Here is my current attempts in both directions
$"\Rightarrow"$ Assume that $F$ is uniformly continuous then $d(x,y) < \delta \implies e(F(x),F(y)) = \max\{d'(f(x),f(y)), d''(g(x),g(y))\} < \varepsilon.$ The problem here is that this implies that either $d'(f(x),f(y)) < \varepsilon$ or $d''(g(x),g(y)) < \varepsilon$, but not both? The objective is to prove that both $f$ and $g$ are uniformly continous it seems that I can only get other one of these?

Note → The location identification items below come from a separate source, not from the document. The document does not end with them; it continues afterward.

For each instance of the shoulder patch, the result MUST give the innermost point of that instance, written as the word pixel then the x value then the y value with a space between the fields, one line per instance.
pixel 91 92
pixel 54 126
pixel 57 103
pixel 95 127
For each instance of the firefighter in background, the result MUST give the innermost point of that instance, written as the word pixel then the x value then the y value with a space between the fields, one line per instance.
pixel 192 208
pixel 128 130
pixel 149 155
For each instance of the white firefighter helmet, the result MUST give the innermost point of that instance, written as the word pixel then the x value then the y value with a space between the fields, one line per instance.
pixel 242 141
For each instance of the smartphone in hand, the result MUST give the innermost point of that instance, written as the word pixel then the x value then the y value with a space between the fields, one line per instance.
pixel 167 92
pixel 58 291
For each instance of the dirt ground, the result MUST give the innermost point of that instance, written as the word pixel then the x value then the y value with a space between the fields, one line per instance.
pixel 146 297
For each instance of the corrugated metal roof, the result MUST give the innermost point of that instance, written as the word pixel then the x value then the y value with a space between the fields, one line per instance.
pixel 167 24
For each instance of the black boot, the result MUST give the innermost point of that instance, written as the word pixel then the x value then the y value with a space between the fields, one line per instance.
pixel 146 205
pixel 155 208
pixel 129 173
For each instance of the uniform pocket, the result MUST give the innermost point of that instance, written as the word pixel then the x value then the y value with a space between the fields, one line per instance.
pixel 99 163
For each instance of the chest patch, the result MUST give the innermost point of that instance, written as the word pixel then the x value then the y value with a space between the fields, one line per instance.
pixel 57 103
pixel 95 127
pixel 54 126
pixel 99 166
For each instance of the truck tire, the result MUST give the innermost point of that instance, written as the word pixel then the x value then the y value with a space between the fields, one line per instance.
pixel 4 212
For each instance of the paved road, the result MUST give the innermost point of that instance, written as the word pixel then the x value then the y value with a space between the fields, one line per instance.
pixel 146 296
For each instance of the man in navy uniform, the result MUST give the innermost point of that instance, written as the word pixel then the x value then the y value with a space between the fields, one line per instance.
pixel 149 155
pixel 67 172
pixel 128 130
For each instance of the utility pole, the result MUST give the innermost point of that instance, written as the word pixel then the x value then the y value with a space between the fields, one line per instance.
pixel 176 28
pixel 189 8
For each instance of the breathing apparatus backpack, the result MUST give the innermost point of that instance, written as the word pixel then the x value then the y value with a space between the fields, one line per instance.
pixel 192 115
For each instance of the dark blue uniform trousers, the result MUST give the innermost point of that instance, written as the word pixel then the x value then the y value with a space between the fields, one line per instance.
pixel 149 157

$"\Leftarrow"$ Assume $f,g$ are both uniformly continuous. Now $d(x,y) < \delta_f \implies d'(f(x),f(y)) < \varepsilon$ and $d(x,y) < \delta_g \implies d''(g(x),g(y)) < \varepsilon.$ Pick $\delta = \min\{\delta_f,\delta_g\}$. So now $d'(f(x),f(y)) < \varepsilon$ and $d''(g(x),g(y)) < \varepsilon$, when $d(x,y) < \delta$. From here $$e(F(x),F(y)) = \max\{d'(f(x),f(y)), d''(g(x),g(y))\}$$ and both these are less than $\delta$, but I'm not sure how to work with the $\max$ to show this?
Because for all elements $a,b,c$ in a linearly ordered set we have
$$\max(a,b) < c \iff a < c \land b < c$$
Left to right: $a \le \max(a,b) < c$ so $a < c$ and also $b \le \max(a,b) < c$ so $b < c$.
Right to left: If $a < c$ and $b < c$ then if $a \le b$ then $\max(a,b)=b < c$ and otherwise $b < a$ and then $\max(a,b)=a < c$ as well.